What excited me more, though, was that the story would bridge Metal Gear Solid 2 and Metal Gear Solid 4. Whilst no more specifics was given besides that, considering the main character was Raiden, chances are it would have shown how Sunny would be saved from The Patriots in the aftermath of MGS2.
No hope lives here
Then it went strangely quiet. Too quiet. An E3 2011 appearance was not made, but the game was mentioned and teased during Konami’s E3 press conference. After that, the VGAs and chatter would arise. Rising would finally appear into the open! I was excited! People anticipating it were excited! We’d finally get to see it in action once again! It seemed like a win-win situation! Then its reunveil trailer happened.
This wasn’t the promised Rising I was excited for. Whilst the gameplay looked fairly solid – it was put in the hands of Platinum after all – it was otherwise cheesy.
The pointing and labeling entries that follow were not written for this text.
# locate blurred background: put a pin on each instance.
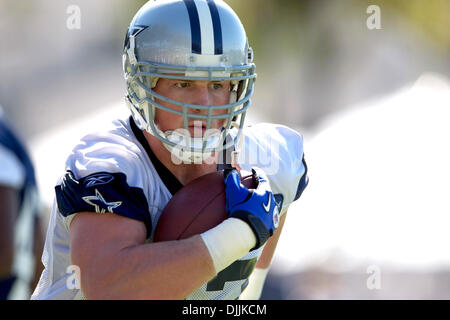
(372, 105)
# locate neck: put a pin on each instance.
(185, 173)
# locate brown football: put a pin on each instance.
(196, 208)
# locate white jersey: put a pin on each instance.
(116, 171)
(17, 172)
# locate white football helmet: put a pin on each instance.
(188, 40)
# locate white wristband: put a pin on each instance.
(229, 241)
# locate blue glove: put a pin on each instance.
(257, 206)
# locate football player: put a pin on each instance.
(189, 77)
(21, 239)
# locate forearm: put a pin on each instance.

Too cheesy for even Metal Gear Solid. And with it, my interest and enthusiasm all but dead. Finding out it’d take place after MGS4 killed it.
Having recently downloaded my Twitter archive, I went through my historic tweets in the aftermath of the VGAs announce. I found one tweet that stood out to me. When someone tweeted at me that I was stupid for thinking the game would be nothing great and that he thought the game would be amazing, I tweeted back:
“I might be stupid, but I’m not wrong. Rising won’t be amazing.”
Then, something happened. Little by little, starting with Kojima’s “Truth About Rising” Vidoc, I started getting curious and curious about the game again. And it built up and up and up. Then the demo came with the Zone of the Enders HD Collection and — I thought it was alright. Admittingly, I couldn’t get past Bladewolf, but that’s because of a severe lack of knowledge on parrying his attacks.
Realising the truth
So here’s the admission you’ve all come to see. The admission that made you click on the link in the first place. I was wrong about Metal Gear Rising. Very wrong.
Disclaimer, I’ve yet to finish it, however, I’m very close (on the second to last chapter). But the game itself surpasses the Kojima Productions version looked in terms of gameplay. It has that high Platinum standard that we’ve come to expect from previous games like Bayonetta or Vanquish in that it’s fast-paced and up to scratch.
The game’s camera, however, is not. It is an annoyance at times and actually became a big hindrance at one point during one of the boss fights. Developers making hack-n-slash action games: sort your shit out with cameras. Rising isn’t the first one to have this and chances are it won’t be the last. But good grief, just have a summit and sort it out. Please?
The other thing that annoyed me when Rising was reannounced was the story would take place after MGS4. I was really keen on exploring the gap between MGS2 and MGS4 with Raiden, Sunny and The Patriots. Not to mention, Raiden got his happy ending after MGS4. But the thing is this version of Rising, the events after MGS4, stand out well (from what I’ve played so far) as a standalone telling of the Metal Gear canon. Platinum have only had a hand in the gameplay side, whilst Kojima Productions handled story matters.
That said, I’d still like to see the MGS2/MGS4 Raiden & Sunny story explained down the line.
Those are just some thoughts, but the short truth is I was wrong about Metal Gear Rising. I was idiotic in writing it off. I’ll be thinking better in future in writing games off just from marketing. But the majority I’ve played of Metal Gear Rising so far (I intend to finish it this week) is impressive. Scratch that, it’s amazing.
It seems I can be stupid. I can also be very, very, very wrong.
I still think Revengence is still the most stupid fucking word in existence, though.
Disclosure: This opinion is based on a final Xbox 360 retail copy of Metal Gear Rising, provided by Konami.